The Neptune Declaration explains that there is a stabilisation of the situation and that seafarers' access to vaccination campaigns has improved

The problem of seafarers stranded in on board their ships, which due to the restrictions imposed by the Governments to contain the Covid-19 pandemic are unable to return home despite the fact that their enlistment contract is expired. This is highlighted by the Neptune Declaration, the initiative promoted by leading world ship management companies with the aim to safeguard the well-being of seafarers compromised by the effects of the health crisis on their work.

Explaining that travel restrictions, cancellation of air flights and domestic lockdowns continue to prevent Seafarers to return home, Neptune Declaration representatives specify that however the situation would seem to show a improvement given that, after months of aggravation of the problem, the last reading of September of the Neptune Declaration Crew Change Indicator, the indicator designed to detect the impact of the crisis pandemic on the change of ship crews, shows that in the last month the number of seafarers forced on board ships beyond the expiration of their contract has slightly decreased falling from 9.0% to 8.9% and that the number of seafarers who are at on board ships for over 11 months has been reduced from 1.3% to 1.2%. This development would therefore seem to confirm a trend the stabilization of the problem.

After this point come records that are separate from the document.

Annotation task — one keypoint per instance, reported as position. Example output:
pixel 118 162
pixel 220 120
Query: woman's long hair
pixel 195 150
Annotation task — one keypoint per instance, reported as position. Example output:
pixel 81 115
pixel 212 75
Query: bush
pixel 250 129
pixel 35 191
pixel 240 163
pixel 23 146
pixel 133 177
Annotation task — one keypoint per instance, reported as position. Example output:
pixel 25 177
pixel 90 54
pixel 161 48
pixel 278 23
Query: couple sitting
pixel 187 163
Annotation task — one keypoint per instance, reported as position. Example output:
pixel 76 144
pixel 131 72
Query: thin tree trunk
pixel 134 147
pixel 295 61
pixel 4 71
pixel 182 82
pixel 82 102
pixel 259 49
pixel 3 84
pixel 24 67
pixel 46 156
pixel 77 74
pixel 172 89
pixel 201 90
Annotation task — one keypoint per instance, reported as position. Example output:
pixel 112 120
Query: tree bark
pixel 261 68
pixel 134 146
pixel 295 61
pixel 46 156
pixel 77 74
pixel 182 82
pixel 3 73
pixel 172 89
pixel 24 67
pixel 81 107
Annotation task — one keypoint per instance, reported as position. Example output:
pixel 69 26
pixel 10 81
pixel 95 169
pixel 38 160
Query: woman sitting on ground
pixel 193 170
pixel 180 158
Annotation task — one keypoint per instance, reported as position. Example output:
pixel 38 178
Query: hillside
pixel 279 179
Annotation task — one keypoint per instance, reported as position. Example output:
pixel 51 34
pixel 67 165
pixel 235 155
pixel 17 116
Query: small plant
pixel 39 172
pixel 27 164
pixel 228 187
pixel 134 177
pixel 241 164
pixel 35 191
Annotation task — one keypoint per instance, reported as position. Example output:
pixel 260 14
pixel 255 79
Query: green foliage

Representatives of the Neptune Declaration also highlight whereas another positive element is that are beginning to establish themselves, particularly in the US and in some European nations, several programs set up to offer seafarers the possibility of getting vaccinated and the indicator of September shows that the aggregate percentage of seafarers who are were vaccinated increased from 15.3% in August to 21.9% in September.

"It's very encouraging," kasper Søgaard said. Director-General and Head of Institutional Strategy and of the development of the Global Maritime Forum - record that in the last month the number of seafarers who have been vaccinated is increased by 6.6 percentage points, although there are margins of improvement. The percentages of vaccinated continue to be limited in the main shipping nations in Europe, North America and Asia, where more than 50% of the population is fully vaccinated'.

In fact, the representatives of ship management companies highlight that, despite the progress made in vaccination of seafarers, for the latter access to vaccines for the Covid-19 continues to be limited due to supply of doses and, in addition, ensure that seafarers have access at the second dose of the vaccine continues to pose a challenge and, in many cases, there is a significant amount of time between the administration of the two doses to the seafaring personnel. In addition to that, there is also the reluctance of some seafarers to make themselves vaccinate.